A two-part preliminary hearing for David Snyder, accused of mixing up explosives in his home laboratory on the UC Davis campus, concluded Friday with a Yolo Superior Court judge deciding the chemist will stand trial on all counts.

Snyder, a 32-year-old UC Davis graduate and chemistry researcher, faces charges of reckless disposal of hazardous waste, possession of an explosive device, possession of materials with intent to make an explosive device and possession of firearms on a university campus - 17 felony counts in all.

His personal laboratory and its hazardous materials, located in a populated area on the north side of campus, came to light on Jan. 17 when Snyder took himself to Sutter Davis Hospital after injuring his hand in a small explosion. Hospital staff alerted authorities to the nature of his injury, prompting police to investigate the apartment.

There they found evidence of a number of explosive materials, including nitroglycerin, said West Sacramento police Sgt. Jason Winger, a member of the Yolo County Bomb Squad, during court testimony.

At the time, dozens of people were evacuated from the area around Snyder's apartment while authorities removed and destroyed the materials found inside.

Friday's hearing, held in the courtroom of Judge David Reed, was a follow-up to the first half of the hearing in late July. Defense attorney Linda Parisi posed several questions involving chemical compounds and procedures, speaking slowly over terms such as "potassium perchlorate" and "ultraviolet spectroscopy."

Winger referred to Snyder's laboratory as a "clandestine lab," and Parisi asked him how many such labs has he seen.

"From the perspective of explosives specifically, no less than five,"
Winger responded.

Of those, Parisi asked, "Did any involve people with Ph.D.s in chemistry?"

No, Winger said. But as to whether that made Snyder's lab more safe, he added: "I believe that a person with a higher level of experience and training may in some ways be less cautious about it."

The topic then turned to materials recovered from four dumpsters around Davis - placed there, police say, by Tashari El-Sheikh, a longtime friend of Snyder who allegedly tried to hide the materials at Snyder's request. El-Sheikh has since left the country and is wanted on one charge of being an accessory to a felony.

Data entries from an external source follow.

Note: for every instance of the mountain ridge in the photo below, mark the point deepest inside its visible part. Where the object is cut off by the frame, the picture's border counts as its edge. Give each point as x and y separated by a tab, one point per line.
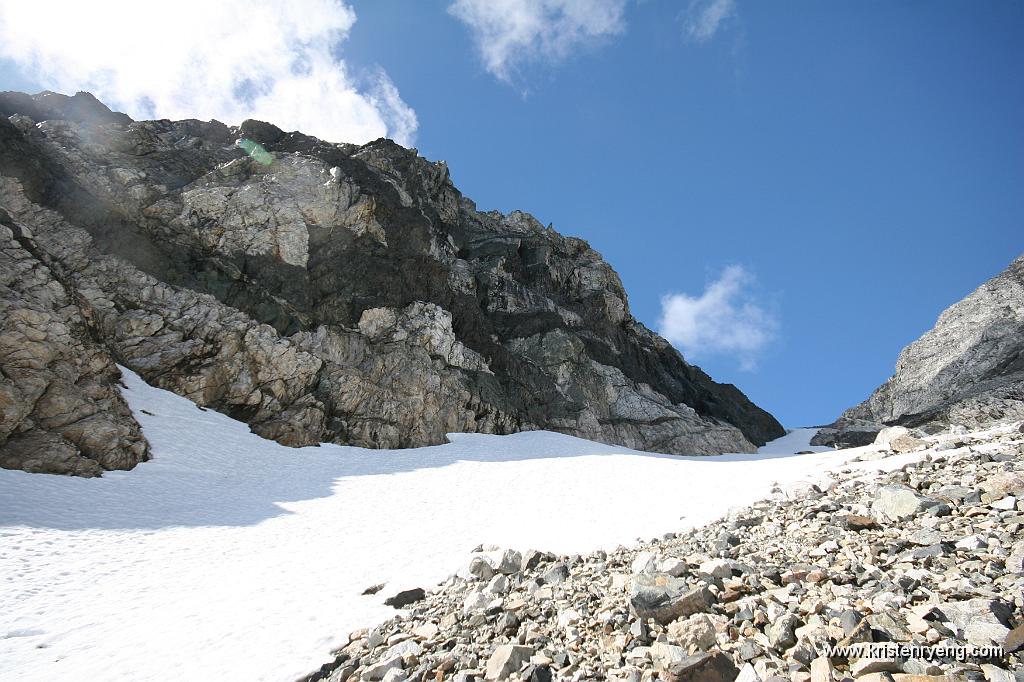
330	292
967	371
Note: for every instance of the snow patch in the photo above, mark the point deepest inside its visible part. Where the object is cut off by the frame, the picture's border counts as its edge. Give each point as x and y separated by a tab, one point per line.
231	557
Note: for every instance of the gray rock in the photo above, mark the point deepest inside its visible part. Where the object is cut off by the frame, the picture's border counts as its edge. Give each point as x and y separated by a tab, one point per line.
967	371
693	633
706	667
896	503
666	598
377	671
406	597
506	659
556	574
781	633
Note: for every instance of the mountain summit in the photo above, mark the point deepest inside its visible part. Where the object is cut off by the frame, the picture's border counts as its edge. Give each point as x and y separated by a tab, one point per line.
321	292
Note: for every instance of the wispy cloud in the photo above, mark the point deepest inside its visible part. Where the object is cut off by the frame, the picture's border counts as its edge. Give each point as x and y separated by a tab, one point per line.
228	59
510	34
725	320
705	17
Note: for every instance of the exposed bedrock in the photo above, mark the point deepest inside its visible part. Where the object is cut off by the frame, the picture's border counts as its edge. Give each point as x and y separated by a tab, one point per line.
321	292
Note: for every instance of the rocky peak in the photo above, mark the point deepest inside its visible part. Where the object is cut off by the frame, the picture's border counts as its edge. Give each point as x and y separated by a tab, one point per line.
333	292
968	371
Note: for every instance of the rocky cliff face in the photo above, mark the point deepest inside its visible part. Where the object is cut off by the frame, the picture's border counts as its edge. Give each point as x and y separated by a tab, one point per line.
967	371
320	292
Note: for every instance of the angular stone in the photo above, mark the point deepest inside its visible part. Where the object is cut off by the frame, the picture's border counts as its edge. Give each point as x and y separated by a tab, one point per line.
506	659
693	633
897	503
706	667
510	563
556	574
666	598
377	671
822	670
406	597
781	633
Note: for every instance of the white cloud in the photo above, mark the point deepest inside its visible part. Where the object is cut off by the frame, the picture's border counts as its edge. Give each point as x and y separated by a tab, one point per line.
705	17
511	33
722	321
229	59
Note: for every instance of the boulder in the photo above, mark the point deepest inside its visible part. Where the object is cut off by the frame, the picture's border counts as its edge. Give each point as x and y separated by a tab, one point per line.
666	598
896	503
507	659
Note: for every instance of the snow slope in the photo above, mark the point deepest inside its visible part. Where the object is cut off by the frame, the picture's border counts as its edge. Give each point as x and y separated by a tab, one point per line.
230	557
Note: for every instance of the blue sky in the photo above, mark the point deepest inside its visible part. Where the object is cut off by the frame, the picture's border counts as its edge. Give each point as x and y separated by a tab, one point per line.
843	171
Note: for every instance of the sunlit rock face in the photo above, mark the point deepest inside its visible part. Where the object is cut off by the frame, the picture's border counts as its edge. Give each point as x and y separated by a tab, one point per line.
327	292
968	371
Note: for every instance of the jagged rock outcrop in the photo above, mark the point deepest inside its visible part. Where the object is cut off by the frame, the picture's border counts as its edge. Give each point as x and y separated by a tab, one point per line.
967	371
327	292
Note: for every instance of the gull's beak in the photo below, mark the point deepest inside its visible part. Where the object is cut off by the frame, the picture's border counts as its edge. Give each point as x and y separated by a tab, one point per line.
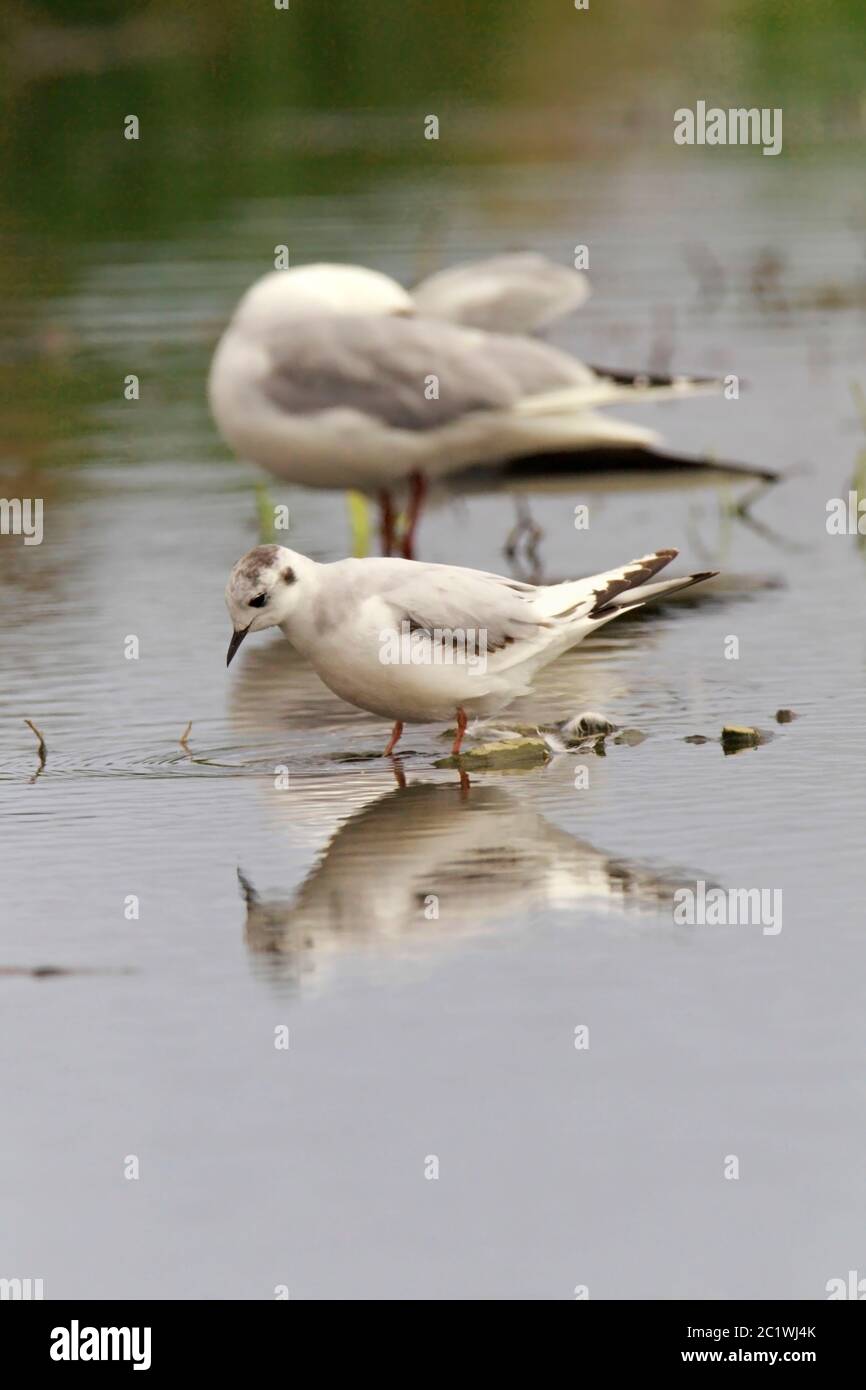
235	642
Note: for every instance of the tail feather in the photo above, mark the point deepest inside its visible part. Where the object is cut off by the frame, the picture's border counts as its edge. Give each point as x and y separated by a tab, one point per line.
612	389
645	592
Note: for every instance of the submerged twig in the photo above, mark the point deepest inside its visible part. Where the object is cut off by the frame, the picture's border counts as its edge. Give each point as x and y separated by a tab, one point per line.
43	751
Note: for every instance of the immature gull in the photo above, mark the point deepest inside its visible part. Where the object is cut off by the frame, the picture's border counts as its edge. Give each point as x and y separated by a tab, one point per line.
420	642
331	377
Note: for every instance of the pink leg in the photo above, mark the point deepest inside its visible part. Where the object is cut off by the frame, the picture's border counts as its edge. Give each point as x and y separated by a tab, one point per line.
417	488
385	521
462	723
394	740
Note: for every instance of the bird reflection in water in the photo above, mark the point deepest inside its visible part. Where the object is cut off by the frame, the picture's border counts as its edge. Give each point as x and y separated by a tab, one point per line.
426	866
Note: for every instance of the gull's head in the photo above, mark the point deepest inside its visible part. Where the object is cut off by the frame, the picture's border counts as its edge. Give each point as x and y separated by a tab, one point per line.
287	295
263	591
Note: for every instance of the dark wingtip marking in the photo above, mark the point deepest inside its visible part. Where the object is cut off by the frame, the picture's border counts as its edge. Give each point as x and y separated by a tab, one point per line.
633	577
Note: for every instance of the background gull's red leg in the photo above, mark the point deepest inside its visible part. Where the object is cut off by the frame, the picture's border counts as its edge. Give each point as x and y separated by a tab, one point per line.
417	489
395	736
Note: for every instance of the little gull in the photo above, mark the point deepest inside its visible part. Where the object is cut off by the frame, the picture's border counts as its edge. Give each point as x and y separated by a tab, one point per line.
473	641
337	377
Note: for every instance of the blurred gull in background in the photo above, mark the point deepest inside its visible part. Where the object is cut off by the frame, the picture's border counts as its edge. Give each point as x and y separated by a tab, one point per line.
337	377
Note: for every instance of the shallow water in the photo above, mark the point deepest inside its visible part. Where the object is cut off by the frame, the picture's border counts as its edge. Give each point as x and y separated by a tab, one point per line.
455	1036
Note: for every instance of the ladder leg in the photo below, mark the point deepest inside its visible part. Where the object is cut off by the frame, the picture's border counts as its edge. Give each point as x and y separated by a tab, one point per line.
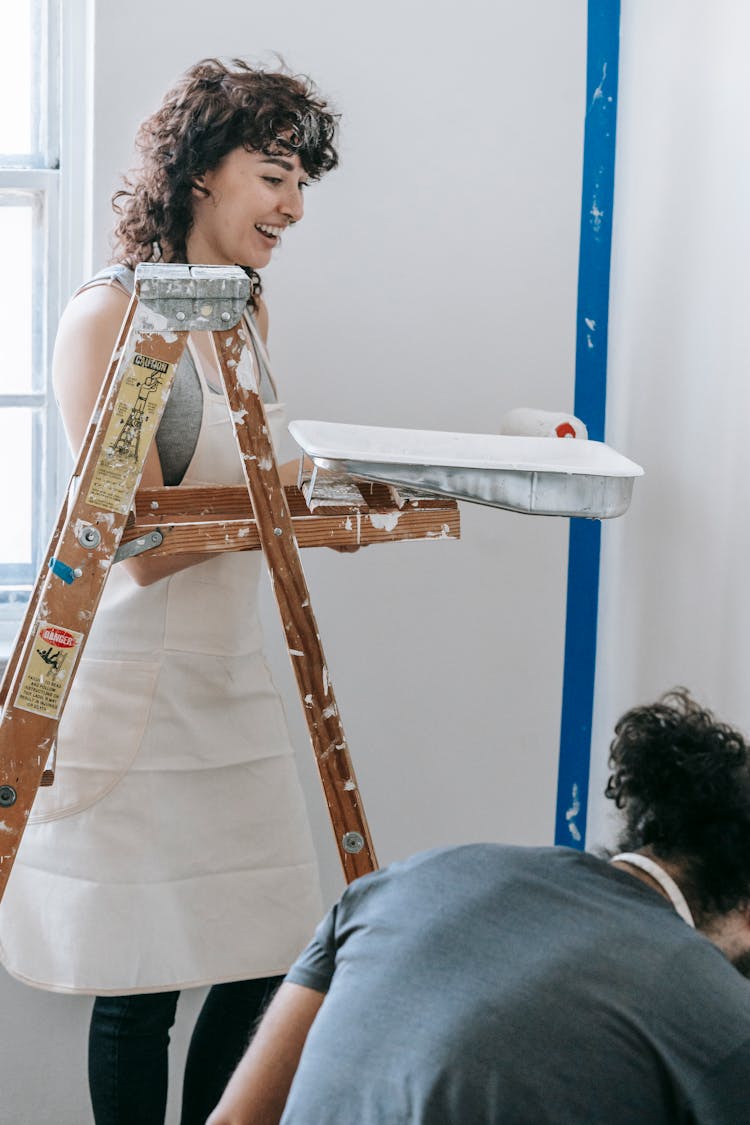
281	552
86	538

The dumped materials included the high explosives triacetone triperoxide, or TATP, and hexamethylene triperoxide diamine, or HMTD, according to authorities.

Winger said that after those chemicals were recovered, they were "set out on a very large tarp" for safety and to avoid cross-contamination. "The items were sampled individually," then destroyed, he said.

Winger also testified that three items in Snyder's apartment tested positive for nitroglycerin: gloves in the kitchen, a clear vial found in a trash bag and an "improvised detonator" that was later exploded by the bomb squad.

Authorities also say they found seven firearms in the apartment, in violation of a law against keeping such items on a university campus. They included some antique, musket-style weapons that use black powder to fire - another material allegedly found in Snyder's apartment.

Was there "any safe way to make explosives in the apartment that Mr. Snyder was occupying?" asked Deputy District Attorney Martha Holzapfel during cross-examination.

No, Winger responded.

Parisi then asked him, regarding the components found in Snyder's apartment, "If they had been mixed ... they were very small amounts, correct?" Winger did not acknowledge that, saying that "It depends." A small amount of explosive can cause a lot of damage, he said.

Ultimately, Judge Reed determined that Snyder should be held to answer on all counts. An arraignment on information - the next step before a jury trial - was scheduled for Friday, Nov. 1, in his courtroom.